Las ranas de cristal se caracterizan por su piel translúcida, que permite observar órganos internos, una de sus principales particularidades científicas.
Este tipo de especies habitan -principalmente- en bosques húmedos y zonas cercanas a ríos en la región andina y amazónica.
¿Por qué la rana lleva el nombre de Neisi Dajomes?
El nombre de la especie tiene un valor simbólico.
Los científicos decidieron homenajear a Neisi Dajomes, campeona olímpica ecuatoriana, como reconocimiento a su trayectoria deportiva y su impacto en el país.
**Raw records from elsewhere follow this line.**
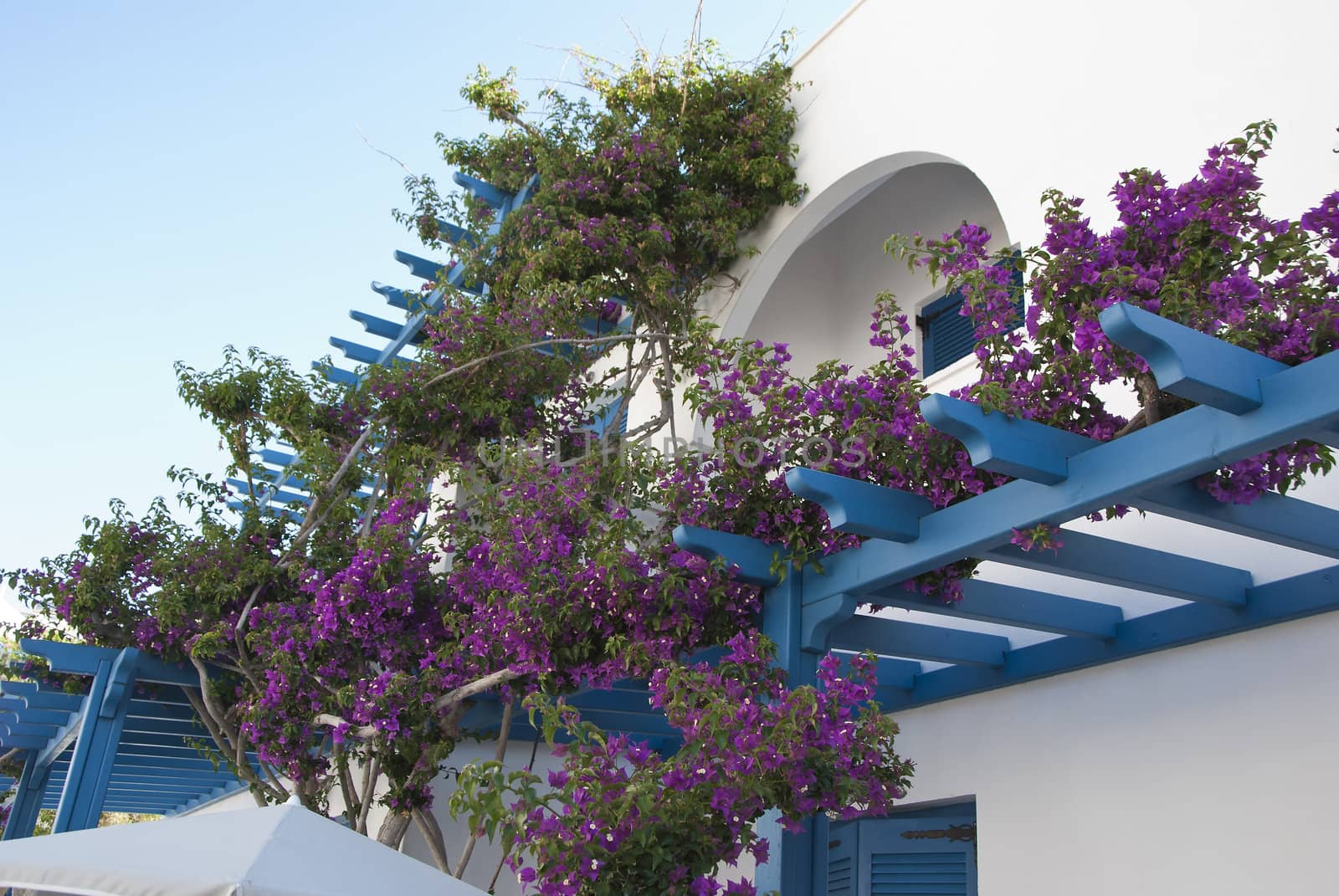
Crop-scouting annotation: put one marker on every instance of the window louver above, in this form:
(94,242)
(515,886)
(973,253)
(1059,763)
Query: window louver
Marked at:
(917,873)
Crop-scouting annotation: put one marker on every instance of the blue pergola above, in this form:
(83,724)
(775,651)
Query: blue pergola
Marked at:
(125,744)
(285,489)
(111,750)
(1247,405)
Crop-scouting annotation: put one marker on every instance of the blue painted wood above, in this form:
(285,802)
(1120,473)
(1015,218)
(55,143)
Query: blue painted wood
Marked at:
(752,557)
(861,508)
(482,189)
(991,602)
(419,267)
(395,298)
(818,619)
(890,673)
(888,863)
(27,800)
(22,742)
(354,351)
(1002,443)
(95,748)
(1271,517)
(914,641)
(1176,450)
(336,374)
(276,458)
(1189,363)
(455,234)
(1116,563)
(378,325)
(1276,602)
(82,659)
(790,865)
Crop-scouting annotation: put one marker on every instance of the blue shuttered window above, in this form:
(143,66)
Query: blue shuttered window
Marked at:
(919,852)
(947,335)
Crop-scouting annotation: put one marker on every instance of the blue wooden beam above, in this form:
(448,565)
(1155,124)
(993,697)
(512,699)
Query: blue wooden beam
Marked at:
(354,351)
(912,641)
(39,697)
(377,325)
(395,298)
(1189,363)
(455,234)
(896,674)
(82,659)
(861,508)
(27,800)
(1296,401)
(100,733)
(1271,517)
(423,268)
(1276,602)
(991,602)
(1117,563)
(1002,443)
(752,559)
(482,189)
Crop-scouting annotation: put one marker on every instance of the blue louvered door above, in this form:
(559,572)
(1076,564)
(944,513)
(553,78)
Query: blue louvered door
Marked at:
(877,858)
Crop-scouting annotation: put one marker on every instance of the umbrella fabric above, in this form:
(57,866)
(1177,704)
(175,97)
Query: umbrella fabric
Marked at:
(279,851)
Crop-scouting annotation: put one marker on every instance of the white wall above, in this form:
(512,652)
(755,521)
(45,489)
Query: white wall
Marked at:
(1208,768)
(1205,769)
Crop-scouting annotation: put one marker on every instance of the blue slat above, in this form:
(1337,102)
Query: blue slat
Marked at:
(355,351)
(991,602)
(1189,363)
(419,267)
(1191,443)
(1001,443)
(895,637)
(861,508)
(482,189)
(1271,517)
(377,325)
(753,557)
(1117,563)
(1276,602)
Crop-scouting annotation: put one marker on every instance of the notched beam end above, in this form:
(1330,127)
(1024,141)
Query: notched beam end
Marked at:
(1189,363)
(752,559)
(1002,443)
El nombre científico de la rana es Nymphargus dajomesae.
Características de la rana de cristal
La especie presenta rasgos propios de este grupo de anfibios:
• Piel translúcida que permite ver órganos internos
• Tamaño pequeño, generalmente menor a 3 centímetros
• Hábitat en vegetación cercana a ríos y arroyos
• Actividad nocturna en ecosistemas húmedos
Estas condiciones hacen que su estudio sea complejo y su conservación prioritaria.
Ecuador, país clave en biodiversidad
El hallazgo confirma el potencial científico del país. Ecuador es considerado uno de los territorios más biodiversos del mundo, con una alta concentración de especies únicas.
En el caso de las ranas de cristal, muchas tienen distribución limitada y enfrentan amenazas como la pérdida de hábitat.
Importancia del descubrimiento
El hallazgo tiene implicaciones científicas y ambientales. Permite ampliar el conocimiento sobre especies aún no registradas y fortalece la necesidad de proteger ecosistemas vulnerables.
Además, evidencia que aún existen especies por descubrir en el país.